Capitalism’s need for financial services is explored in a chapter titled ‘Power and Parasitism’, using Marx’s categories of money-dealing and interest-bearing capital. It is confidently asserted—if not actually demonstrated—that the activities of banks, brokers, asset managers, pension funds and insurance companies are funded by a deduction from the surplus value extracted from the productive sphere. Norfield commendably tackles a particularly contentious question in the analysis of capitalism, the creation of money by bank credit, candidly conceding that ‘this topic is often poorly covered by Marxist writers’. (It should be added that it has also been poorly covered by mainstream neoclassical economics.) Money creation by banks is not directly dependent on surplus-value production; nor do they lend money to borrowers by taking it from depositors. After decades of resistance to the heterodoxy of Schumpeter, Keynes and their followers, the Bank of England Quarterly recently acknowledged, as Norfield notes, that banks produce money by merely creating a deposit for the borrower. In time-honoured Marxist fashion, this seemingly autonomous process of money creation is readily reconciled with materialism’s primacy of surplus value. The funds allocated to the borrower ‘should be seen as fictitious deposits, since they are created out of thin air by the bank and do not depend upon how much actual cash the bank has at its disposal at the time’.

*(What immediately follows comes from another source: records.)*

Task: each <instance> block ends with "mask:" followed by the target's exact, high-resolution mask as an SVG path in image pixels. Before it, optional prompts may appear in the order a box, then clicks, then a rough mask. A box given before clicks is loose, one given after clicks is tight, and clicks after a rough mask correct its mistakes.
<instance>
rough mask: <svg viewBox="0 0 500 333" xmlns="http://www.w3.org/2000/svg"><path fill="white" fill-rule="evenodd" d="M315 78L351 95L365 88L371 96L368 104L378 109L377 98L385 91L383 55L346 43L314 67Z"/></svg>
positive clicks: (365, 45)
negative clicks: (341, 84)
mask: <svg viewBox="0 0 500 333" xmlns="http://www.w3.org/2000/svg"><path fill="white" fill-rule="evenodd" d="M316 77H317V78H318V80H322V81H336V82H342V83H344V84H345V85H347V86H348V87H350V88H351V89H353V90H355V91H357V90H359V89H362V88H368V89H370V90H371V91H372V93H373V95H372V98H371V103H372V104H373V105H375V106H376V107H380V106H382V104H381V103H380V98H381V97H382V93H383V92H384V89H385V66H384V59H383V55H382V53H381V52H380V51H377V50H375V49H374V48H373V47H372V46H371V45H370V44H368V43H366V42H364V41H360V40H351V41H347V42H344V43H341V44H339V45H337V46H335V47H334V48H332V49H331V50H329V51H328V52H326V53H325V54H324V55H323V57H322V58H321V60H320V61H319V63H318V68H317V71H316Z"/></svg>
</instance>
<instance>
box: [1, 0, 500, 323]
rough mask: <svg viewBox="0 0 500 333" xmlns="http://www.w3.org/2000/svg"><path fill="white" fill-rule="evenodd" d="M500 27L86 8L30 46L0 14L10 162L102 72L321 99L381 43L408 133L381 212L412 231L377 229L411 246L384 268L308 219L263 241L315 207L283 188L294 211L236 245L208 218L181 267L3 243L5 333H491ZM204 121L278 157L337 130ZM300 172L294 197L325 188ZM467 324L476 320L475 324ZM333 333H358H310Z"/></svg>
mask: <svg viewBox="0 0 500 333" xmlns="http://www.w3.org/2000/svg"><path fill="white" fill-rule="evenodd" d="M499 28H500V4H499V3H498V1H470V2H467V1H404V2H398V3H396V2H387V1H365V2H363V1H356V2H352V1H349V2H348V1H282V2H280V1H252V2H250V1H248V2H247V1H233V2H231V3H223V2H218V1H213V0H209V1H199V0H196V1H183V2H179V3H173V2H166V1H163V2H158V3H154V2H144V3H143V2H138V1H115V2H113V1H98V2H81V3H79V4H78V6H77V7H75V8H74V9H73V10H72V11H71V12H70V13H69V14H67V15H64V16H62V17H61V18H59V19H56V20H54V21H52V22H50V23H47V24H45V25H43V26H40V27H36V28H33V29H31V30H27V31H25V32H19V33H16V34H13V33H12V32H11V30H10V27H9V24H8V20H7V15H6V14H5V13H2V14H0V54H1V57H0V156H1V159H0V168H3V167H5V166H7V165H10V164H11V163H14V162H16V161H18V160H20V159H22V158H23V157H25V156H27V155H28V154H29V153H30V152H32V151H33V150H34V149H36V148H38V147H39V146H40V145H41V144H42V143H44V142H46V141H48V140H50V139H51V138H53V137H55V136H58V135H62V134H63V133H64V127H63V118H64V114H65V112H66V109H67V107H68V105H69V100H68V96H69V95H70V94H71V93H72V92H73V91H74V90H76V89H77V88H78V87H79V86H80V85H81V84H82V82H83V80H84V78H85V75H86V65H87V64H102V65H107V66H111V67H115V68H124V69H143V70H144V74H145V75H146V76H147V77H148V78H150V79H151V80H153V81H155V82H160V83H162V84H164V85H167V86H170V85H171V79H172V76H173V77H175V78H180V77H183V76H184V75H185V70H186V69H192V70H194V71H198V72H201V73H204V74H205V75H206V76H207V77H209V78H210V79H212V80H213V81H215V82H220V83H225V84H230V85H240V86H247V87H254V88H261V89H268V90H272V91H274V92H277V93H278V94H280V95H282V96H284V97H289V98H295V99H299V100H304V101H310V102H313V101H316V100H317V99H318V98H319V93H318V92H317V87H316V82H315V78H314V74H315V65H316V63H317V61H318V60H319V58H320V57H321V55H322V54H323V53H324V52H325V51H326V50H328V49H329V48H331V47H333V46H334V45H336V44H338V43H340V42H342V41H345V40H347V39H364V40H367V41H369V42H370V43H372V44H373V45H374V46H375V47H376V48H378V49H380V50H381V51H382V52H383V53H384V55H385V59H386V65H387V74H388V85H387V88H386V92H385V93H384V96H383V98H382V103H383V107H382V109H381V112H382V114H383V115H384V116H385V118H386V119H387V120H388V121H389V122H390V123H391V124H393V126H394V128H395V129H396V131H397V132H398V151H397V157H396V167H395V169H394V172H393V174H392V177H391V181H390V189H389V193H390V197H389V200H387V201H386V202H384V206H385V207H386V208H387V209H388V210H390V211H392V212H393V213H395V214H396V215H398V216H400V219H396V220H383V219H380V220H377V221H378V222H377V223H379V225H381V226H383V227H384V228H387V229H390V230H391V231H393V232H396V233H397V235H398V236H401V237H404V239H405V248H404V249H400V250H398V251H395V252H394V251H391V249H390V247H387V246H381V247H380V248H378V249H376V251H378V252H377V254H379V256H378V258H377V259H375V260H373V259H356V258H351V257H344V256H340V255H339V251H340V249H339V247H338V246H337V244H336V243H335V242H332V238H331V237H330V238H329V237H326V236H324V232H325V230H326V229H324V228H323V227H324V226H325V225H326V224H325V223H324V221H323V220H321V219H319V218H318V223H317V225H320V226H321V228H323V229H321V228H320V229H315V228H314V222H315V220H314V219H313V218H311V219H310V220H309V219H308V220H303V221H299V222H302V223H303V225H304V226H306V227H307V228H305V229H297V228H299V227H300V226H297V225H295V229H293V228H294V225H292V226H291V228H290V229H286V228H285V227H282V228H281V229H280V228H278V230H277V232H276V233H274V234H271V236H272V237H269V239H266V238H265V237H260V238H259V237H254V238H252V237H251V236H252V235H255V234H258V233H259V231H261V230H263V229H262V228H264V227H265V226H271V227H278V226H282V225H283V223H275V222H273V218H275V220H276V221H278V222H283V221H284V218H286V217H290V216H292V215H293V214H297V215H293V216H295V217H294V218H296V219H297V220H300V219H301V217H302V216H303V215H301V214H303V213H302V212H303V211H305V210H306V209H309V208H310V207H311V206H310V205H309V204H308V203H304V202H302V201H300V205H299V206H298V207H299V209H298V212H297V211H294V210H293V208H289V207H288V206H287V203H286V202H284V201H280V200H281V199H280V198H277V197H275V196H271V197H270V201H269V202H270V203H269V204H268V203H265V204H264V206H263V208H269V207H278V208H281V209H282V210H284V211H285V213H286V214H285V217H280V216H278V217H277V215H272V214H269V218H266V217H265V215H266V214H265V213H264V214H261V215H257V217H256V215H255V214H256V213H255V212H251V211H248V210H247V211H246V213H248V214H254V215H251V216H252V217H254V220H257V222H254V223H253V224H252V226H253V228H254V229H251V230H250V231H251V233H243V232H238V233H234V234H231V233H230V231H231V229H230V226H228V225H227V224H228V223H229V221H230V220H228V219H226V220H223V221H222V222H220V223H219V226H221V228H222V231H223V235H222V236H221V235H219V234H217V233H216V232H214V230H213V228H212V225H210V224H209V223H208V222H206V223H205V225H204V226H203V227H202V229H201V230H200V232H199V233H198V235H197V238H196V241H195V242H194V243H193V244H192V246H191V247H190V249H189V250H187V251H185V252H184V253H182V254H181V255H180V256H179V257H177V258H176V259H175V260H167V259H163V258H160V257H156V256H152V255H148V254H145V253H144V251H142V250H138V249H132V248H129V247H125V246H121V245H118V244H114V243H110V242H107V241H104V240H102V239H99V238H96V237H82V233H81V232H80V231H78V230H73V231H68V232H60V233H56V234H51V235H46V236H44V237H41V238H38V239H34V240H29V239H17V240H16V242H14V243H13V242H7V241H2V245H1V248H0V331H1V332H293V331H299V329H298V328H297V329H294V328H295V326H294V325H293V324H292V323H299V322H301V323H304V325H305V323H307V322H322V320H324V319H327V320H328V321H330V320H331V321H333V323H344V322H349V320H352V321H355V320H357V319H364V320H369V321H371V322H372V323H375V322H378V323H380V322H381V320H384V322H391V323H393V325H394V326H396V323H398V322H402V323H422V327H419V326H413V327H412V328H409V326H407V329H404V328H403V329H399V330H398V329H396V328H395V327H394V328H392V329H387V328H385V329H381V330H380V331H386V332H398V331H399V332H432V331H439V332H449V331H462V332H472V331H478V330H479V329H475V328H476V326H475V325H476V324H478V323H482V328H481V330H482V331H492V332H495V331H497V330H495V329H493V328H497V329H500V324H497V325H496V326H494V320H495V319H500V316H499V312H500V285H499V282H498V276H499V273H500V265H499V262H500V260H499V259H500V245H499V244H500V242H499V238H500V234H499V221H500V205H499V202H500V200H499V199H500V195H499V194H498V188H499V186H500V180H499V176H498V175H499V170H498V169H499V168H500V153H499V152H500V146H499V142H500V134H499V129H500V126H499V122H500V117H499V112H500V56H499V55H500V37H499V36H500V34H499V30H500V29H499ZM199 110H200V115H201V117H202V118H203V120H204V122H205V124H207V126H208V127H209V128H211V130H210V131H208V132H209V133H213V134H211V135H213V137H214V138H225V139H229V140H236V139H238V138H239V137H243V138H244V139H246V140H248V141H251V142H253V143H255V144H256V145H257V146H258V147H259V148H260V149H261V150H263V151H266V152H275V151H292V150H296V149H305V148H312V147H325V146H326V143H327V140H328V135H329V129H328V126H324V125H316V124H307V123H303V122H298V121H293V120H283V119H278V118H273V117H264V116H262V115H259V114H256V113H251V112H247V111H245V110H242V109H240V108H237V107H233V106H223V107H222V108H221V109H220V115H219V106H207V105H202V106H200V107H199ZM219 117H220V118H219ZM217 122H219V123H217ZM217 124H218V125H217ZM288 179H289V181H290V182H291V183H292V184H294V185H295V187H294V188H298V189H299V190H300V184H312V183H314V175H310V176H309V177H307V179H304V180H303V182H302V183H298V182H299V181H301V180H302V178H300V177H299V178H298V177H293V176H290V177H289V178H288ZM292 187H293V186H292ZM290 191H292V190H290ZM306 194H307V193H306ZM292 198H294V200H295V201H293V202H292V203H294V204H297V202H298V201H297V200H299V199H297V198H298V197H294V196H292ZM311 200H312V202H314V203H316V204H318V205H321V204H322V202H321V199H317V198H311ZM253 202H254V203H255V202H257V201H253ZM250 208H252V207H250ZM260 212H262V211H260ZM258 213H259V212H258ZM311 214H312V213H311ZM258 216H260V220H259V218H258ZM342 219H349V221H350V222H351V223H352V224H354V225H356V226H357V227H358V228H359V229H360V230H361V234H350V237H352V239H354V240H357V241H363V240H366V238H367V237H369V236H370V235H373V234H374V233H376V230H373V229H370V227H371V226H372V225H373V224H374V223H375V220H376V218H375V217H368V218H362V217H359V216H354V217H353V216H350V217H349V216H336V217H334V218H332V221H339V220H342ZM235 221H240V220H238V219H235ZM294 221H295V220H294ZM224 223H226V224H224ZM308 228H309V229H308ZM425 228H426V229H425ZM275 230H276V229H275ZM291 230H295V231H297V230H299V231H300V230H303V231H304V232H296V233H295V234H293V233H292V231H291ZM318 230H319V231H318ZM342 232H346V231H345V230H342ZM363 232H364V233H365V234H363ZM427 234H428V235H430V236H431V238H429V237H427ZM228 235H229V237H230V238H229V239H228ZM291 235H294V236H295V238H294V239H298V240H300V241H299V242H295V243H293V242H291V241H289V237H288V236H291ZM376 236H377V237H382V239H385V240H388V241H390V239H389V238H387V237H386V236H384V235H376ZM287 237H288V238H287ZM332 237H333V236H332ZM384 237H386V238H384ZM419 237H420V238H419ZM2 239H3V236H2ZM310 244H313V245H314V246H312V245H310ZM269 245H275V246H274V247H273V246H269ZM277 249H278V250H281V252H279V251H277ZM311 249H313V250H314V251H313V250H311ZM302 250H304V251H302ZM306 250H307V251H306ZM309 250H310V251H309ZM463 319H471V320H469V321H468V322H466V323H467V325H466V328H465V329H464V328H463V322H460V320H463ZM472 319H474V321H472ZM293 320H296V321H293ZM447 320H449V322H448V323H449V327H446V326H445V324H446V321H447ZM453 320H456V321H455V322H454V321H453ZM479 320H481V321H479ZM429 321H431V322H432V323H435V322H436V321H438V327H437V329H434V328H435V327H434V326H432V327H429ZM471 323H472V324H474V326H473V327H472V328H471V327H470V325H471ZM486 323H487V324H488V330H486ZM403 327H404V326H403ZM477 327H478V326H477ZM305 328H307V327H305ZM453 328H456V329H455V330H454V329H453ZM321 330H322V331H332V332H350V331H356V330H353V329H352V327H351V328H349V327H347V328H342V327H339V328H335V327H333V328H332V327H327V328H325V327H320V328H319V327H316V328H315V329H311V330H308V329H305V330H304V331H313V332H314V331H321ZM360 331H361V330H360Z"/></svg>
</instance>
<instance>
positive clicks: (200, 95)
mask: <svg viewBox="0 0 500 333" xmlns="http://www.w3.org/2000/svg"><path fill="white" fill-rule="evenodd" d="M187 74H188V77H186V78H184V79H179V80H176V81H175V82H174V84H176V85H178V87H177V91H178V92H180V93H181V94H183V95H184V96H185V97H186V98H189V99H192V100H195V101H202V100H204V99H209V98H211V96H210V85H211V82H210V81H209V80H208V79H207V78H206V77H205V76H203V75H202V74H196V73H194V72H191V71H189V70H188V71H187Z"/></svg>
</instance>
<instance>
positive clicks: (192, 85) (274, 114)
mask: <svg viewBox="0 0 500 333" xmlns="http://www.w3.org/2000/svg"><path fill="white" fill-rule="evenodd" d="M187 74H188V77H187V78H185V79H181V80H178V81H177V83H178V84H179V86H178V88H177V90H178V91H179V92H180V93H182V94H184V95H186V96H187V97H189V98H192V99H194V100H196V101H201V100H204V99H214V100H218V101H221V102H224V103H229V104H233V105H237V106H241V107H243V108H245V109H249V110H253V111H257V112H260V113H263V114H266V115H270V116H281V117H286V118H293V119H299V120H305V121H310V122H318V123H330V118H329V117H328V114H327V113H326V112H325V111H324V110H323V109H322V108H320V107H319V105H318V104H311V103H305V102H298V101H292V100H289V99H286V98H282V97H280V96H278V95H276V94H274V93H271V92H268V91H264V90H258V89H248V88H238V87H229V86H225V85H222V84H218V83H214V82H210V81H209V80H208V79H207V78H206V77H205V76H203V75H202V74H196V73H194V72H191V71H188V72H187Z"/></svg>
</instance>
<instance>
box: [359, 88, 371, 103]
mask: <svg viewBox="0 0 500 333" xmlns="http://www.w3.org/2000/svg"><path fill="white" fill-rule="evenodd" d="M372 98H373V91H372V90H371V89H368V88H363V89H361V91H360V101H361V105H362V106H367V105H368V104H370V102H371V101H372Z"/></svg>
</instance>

This distinction between fictitious credit and actual cash, found in both mainstream economics and Marxism, obscures the way in which capitalist banking transforms private debt into public money. ‘Thin air’ is not involved in the process; rather, it is grounded in the social reality of the confidence that the borrower’s private debt to the banks will be repaid. The institutional arrangements of the banking system, central bank and the state enable private debts, transformed by the act of spending, to enter the economy as public money through myriad forms of transmission—cash, cheque, electronic transfer. Norfield is compelled to deal with the problem that ‘for a while, credit creation can also appear to be completely independent of capitalist production’. The credit system obscures value relations in the capitalist system, so that it appears that ‘money creates money’. Yet, ‘how can production or profits that do not yet exist generate wealth now?’ Billions may be wiped off the fictitious wealth of stocks and share value, ‘but it was nevertheless once an asset that could have been cashed in’. The creation of credit by the banks and the formation of fictitious capital as financial securities may ‘appear to break the link between the production of value in the economy and the resources at the command of capitalists’, but the link is merely ‘stretched’.